Because A. glycines had not been previously documented in the U.S., no insecticides are registered in the U.S. for its control. An insecticide efficacy trial was established in a soybean field in Carroll County (northwestern Illinois) on August 26, 2000. At the start of the trial, there was an average of 45 aphids counted per leaflet. Plots were laid out in a randomized complete block with four replications. The treatments included two untreated controls and different rates of seven insecticides (Asana XL, Dimethoate 4EC, Lannate SP, Lorsban 4E, Penncap-M, Pounce 3.2EC, and Warrior T) registered for soybeans in the U.S. Aphids were counted at 3 and 10 days after applying treatments (DAT). The average density of aphids in the untreated control plots increased 2.7-fold by 3 DAT, but declined before 10 DAT as a possible result of natural dispersion, predators, or entomophthoralean fungi. Treatments of Dimethoate, Lannate, Lorsban, Penncap-M, and Warrior (0.025 lb a.i./acre) decreased aphids densities by more than 90% at 3 DAT. Additional studies are needed to determine the potential for limiting the growth of colonizing aphid populations and the effects of insecticides on nontarget organisms.
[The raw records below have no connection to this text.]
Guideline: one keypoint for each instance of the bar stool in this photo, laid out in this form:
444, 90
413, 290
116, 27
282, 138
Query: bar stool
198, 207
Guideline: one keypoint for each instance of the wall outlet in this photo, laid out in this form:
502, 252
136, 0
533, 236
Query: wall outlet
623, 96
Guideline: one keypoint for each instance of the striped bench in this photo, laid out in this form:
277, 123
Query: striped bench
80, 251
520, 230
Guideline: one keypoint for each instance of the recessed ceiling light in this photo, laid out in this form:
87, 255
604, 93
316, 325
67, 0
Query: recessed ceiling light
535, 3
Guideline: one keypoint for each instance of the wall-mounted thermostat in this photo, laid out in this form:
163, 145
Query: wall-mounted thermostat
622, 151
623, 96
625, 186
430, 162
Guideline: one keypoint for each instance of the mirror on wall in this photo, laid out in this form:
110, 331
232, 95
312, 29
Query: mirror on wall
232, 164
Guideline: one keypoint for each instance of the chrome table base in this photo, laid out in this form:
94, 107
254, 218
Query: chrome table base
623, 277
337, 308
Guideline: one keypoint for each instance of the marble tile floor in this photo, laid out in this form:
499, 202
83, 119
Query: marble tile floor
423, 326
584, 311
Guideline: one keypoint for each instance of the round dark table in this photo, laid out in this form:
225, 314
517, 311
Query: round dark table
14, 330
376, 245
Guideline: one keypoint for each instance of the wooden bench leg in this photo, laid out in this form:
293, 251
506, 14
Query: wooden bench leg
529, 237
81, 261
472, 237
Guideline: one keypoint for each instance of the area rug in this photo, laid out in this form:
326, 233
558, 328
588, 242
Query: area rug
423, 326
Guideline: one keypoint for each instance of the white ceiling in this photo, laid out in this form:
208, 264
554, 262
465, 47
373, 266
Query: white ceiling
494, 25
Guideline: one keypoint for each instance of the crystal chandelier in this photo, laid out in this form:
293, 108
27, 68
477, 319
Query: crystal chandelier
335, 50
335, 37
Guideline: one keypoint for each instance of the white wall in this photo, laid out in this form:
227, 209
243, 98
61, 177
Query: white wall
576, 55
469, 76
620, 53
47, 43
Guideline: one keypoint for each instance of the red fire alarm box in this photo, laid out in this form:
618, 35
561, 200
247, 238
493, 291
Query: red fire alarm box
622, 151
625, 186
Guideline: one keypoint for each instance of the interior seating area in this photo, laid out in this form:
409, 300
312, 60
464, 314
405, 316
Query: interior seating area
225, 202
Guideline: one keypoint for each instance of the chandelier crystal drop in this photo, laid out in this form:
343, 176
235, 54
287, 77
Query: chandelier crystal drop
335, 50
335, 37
In addition to current research on A. glycines, further research is being planned to study the basic biology of the aphid including monitoring its movement, the impact it has on yields, its importance as a vector of soybean viruses, and potential management strategies.

References

1. Steffey, K. L. 2000. More news on the soybean aphid in Illinois. Online. The Pest Management and Crop Development Bulletin, University of Illinois, Urbana, Illinois.

2. Voegtlin, D. J. Soybean aphid discovered in Illinois. Online. Center for Biodiversity, Illinois Natural History Survey, Champaign, Illinois.

3. Fletcher, M. J. and Desborough, P. 2000. The soybean aphid, Aphis glycines, present in Australia. Online. Agricultural Scientific Collections Unit, Orange Agricultural Institute and the Agricultural Research and Advisory Station Scientific, Australia.